Beautiful downtown Chadron: A 2.5-mile walking tour (brochure available at Dawes Museum) is a good way to learn about Chadron at the turn of the century. The well-written brochure not only describes architectural styles of the buildings, but also tells about the lives of some of Chadron’s prominent and more interesting citizens, such as "Billy Bear" Iaeger, an actor in Buffalo Bill Cody’s Wild West Show. When he wasn’t acting, he was a clerk noted for his perfect penmanship; quite a feat because he’d lost most of his fingers in a blizzard as a youth.
Watch out for the weather!
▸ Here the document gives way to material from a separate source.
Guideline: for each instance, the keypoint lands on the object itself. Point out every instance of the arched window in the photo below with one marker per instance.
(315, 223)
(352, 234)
It can get hotter than blazes in the summer, especially in open areas such as Toadstool Park and the Oglala Grasslands. Strong winds and thunderstorms can appear out of nowhere; check weather forecasts and be prepared when hiking, biking, or tent camping.
Fur Trade Days take place every July to celebrate traders, buckskinners, and Indians and feature a Rendezvous and World Championship Buffalo Chip Throw.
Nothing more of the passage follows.